All healthy businesses exist for the purpose of providing their customer base with goods and services that are sold at a profit. That much is fairly obvious and self-evident.
Past that however, the concept of serving customers in an excellent manner gets murky and muddied. In many markets, including in health care provision, excellent customer service is the delineator between a thriving, high-energy practice and one that suffers from low exposure and utilization. This has little or nothing to do with the technical skills or knowledge basis of the doctor, and everything to do with the perceived human relations factors.
Everyone has had the experience of poor or negative customer service, and (rarely, unfortunately) the experience of excellent service. The ongoing challenge we face is how to define our standards for excellent customer service and how to bring that into reality in every single patient (customer) encounter.
First step is to understand who your customers are. A simplified definition would include all patients who are presently under care and listed as active in your office. However, I prefer a much broader definition that includes past and no longer active patients, future, potential patients, your staff (both administrative and professional), your referral network (both actual and potential) and your local community in general. A larger definition allows you to think of the much larger service opportunities that exist right now, and also requires a higher standard of behavior from all parties.
Next step is to identify your company’s service offering and core values. This is actually more challenging than it sounds, but is a critical exercise to go through. If you do not have a written mission and core value set, you will not be able to deliver excellent customer service consistently, because they employees do not have a clear standard to adhere to. Sometimes an organization will have a written mission and value set, but the standards are bent, ignored, sidestepped, etc. This is about the same as not having one at all. A critical point here is that the employees in an organization will generally take the same pathway as the manager or owner, so you do have to walk your talk!
Next step is to cultivate an office culture that is outward looking and service oriented. This means remembering on an ongoing basis that the purpose of our existence is to help people according to practice parameters and specialty. We’re here to serve people, not the other way around. The current lingo for this is “patient-centered”, but this applies to all service businesses. Organizations that are dominated by in-fighting, turf wars, who said what to whom, etc. are inward focused and typically cannot deliver excellent customer service. If your company has these characteristics, it’s critical that you notice it and change it. Cultural change happens over time with persistent effort and consistent thoughts. Epiphanies in this arena are rare indeed!
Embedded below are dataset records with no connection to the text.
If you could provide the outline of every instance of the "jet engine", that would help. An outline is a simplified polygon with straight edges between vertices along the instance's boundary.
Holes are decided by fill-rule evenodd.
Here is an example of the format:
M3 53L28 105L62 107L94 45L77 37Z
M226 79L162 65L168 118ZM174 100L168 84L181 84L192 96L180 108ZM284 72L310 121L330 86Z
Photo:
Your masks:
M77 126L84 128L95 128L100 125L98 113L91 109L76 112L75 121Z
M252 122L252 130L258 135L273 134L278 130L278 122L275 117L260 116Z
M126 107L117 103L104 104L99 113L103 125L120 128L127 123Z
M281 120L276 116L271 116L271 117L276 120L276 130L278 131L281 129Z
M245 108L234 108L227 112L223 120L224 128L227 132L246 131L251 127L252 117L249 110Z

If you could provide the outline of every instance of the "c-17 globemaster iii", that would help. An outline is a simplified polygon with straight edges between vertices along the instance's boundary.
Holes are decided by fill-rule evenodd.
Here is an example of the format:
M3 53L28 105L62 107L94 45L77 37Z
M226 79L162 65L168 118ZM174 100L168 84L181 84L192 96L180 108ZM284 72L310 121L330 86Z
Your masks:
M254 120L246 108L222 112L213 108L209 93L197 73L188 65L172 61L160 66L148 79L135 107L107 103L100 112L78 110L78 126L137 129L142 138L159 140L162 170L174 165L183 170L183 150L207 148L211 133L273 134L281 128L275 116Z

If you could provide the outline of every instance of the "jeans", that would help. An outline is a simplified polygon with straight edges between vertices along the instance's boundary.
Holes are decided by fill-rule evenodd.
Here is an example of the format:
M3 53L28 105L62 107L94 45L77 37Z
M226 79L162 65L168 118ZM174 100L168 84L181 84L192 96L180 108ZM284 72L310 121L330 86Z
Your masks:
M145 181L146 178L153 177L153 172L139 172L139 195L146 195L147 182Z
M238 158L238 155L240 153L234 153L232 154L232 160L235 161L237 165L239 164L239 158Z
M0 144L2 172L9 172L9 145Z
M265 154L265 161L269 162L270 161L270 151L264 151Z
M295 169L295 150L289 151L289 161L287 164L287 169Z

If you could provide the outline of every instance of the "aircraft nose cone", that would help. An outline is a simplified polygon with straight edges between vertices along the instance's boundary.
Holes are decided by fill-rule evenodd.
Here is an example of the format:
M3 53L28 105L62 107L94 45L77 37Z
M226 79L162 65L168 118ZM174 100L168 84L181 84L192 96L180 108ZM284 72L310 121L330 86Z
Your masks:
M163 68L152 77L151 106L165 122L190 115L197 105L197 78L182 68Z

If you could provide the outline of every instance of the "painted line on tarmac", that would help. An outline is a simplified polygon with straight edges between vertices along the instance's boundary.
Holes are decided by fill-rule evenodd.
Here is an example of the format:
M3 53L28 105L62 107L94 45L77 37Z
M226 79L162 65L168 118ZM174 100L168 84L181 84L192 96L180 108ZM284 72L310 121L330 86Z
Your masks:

Next, use a teamwork and frank communication format to understand when poor customer service is being delivered and how to change that. This will most typically occur in subtle ways, rather than frank or heinous ways.
An example is a situation at the front desk when the phone is ringing and you have a live person at the same time, needing something. Lack of eye contact, curt or impolite phone manners or incomplete cycles of action all constitute poor customer service. Not knowing the patient’s name means that you do not have a personal connection and can be perceived as not really caring about them. You will know this is happening if you have a disproportionate number of patients who seem to be happy with the clinical results of care, but disappear prematurely, and do not complete their treatment programs.
Another example is when the doctor is frequently late in delivering routine care. Reasonable standards are that the patient is seen within 10 minutes of the appointment time in 19 out of 20 cases. If this show of courtesy and valuation of the patient’s schedule is not in evidence, the patients will vote with their feet and discontinue or transfer care.
A very common example is calling a business and being placed on hold without being asked, or having to punch through a long phone tree, only to get a recording or get disconnected. Mission not accomplished.
I invite you to notice and write a short synopsis of your own experiences with both excellent and poor customer service from your actual experience over the coming 2 weeks. What features can you adapt to your company? Are you guilty of the same indifference, rudeness, incompetence, and unprofessionalism that you may have encountered?
In the present age of instant and widespread communications, excellent customer service can be quickly over-rewarded and poor customer service can be savagely punished through the use of review sites such as yelp, google reviews, angie’s list, etc. Detailed, negative reviews on these sites are clearly measures of internal problems in your company and are unequivocal signs that you have a lot of homework to do.